L’exposition d’Alfonso Del Moral au Palacio de Viana (Cordoue)

En 2017, Alfonso se trouve à Cordoue, au Palais de Viana. Alors qu’il est tranquillement installé, en train de représenter l’un des magnifiques jardins du Palais, il se rend compte qu’on l’observe. « Cela arrive souvent quand je peins en extérieur. Je n’y ai pas vraiment prêté attention ». Soudain, la personne s’approche et lui demande de lui montrer son carnet, rempli d’aquarelles représentant le jardin. « Je les lui ai montrées. L’inconnu s’est alors présenté comme étant le manager du Palais de Viana. Il m’a proposé de faire une expo sur place, ce que j’ai accepté, bien entendu ».

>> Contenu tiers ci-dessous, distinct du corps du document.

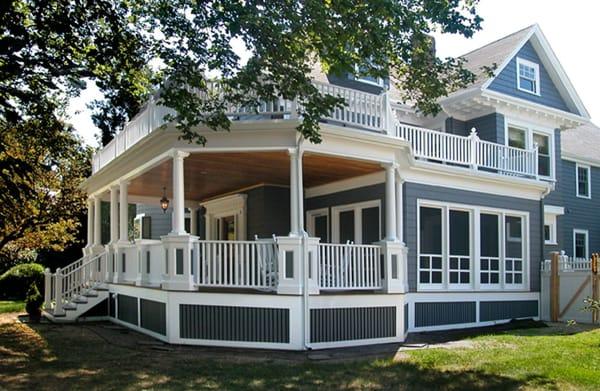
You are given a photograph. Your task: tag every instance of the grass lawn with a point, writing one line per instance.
(7, 306)
(46, 356)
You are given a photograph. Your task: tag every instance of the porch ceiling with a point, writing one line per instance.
(209, 174)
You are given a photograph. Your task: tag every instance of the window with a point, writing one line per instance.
(583, 181)
(528, 76)
(357, 223)
(447, 241)
(489, 262)
(580, 243)
(430, 246)
(525, 136)
(543, 143)
(513, 260)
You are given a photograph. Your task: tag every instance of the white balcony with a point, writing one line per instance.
(363, 111)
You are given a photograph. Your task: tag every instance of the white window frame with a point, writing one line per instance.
(589, 184)
(587, 241)
(550, 219)
(356, 207)
(475, 242)
(536, 68)
(530, 129)
(310, 221)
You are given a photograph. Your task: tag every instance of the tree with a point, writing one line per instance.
(42, 201)
(286, 37)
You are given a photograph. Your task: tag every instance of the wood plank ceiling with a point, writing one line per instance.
(208, 175)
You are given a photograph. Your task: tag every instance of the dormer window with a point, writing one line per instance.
(528, 79)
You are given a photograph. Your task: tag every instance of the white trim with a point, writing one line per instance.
(589, 177)
(357, 208)
(536, 68)
(475, 241)
(232, 205)
(587, 241)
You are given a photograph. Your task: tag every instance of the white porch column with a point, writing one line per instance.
(90, 240)
(399, 209)
(194, 221)
(178, 194)
(123, 212)
(390, 202)
(114, 214)
(294, 194)
(97, 221)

L’expo de Cordoue devait se tenir initialement en avril 2020. Évidemment, il a fallu la repousser jusqu’à fin 2022/début 2023. Néanmoins, Alfonso en tire un bilan positif. « Certaines de mes aquarelles mesurent deux mètres de haut, ce qui n’est pas un format très courant pour ce type de peintures. De plus, compte tenu de leurs dimensions, elles étaient vendues assez cher. Pourtant, l’une d’entre elles a trouvé acquéreur. De même que cinq ou six autres aquarelles plus petites ». Cela représente une véritable performance ! En effet, les visiteurs de l’expo étaient des touristes, pour la plupart. Or, aucun n’avait vraiment l’intention de s’embarrasser de cadres ou d’œuvres alors qu’il était en voyage.

Alfonso Del Moral cérébral obscène
Alfonso Del Moral, Garçon sur l’herbe, 2022, huile sur toile, 60 x 92 cm.

Yo somos : une réflexion sur la perte d’identité

Parmi les marchands d’art, Alfonso entretient depuis trois ans des relations régulières avec une galerie à Madrid : Arniches 26. « Mon projet Just Some Fantasies a été inauguré dans cette galerie ouverte en 2020 dans le cœur historique de Madrid, près du Rastro ». Sa dernière exposition d’envergure s’est également tenue dans ce lieu. Il s’agissait de Yo somos (Je sommes) en 2022.

Cette exposition était constituée de nombreux autoportraits d’Alfonso, ayant adopté différentes apparences grâce à l’appli ‘Face app’ : Alfonso en jeune femme, ou en un vieil homme, etc. « J’ai ainsi pu présenter 60 de mes avatars. Puis je les ai mixés entre eux pour créer un méga avatar de deux mètres sur deux. Je voulais parler de la perte d’identité du sujet contemporain : ni homme, ni femme, ni jeune, ni vieux ».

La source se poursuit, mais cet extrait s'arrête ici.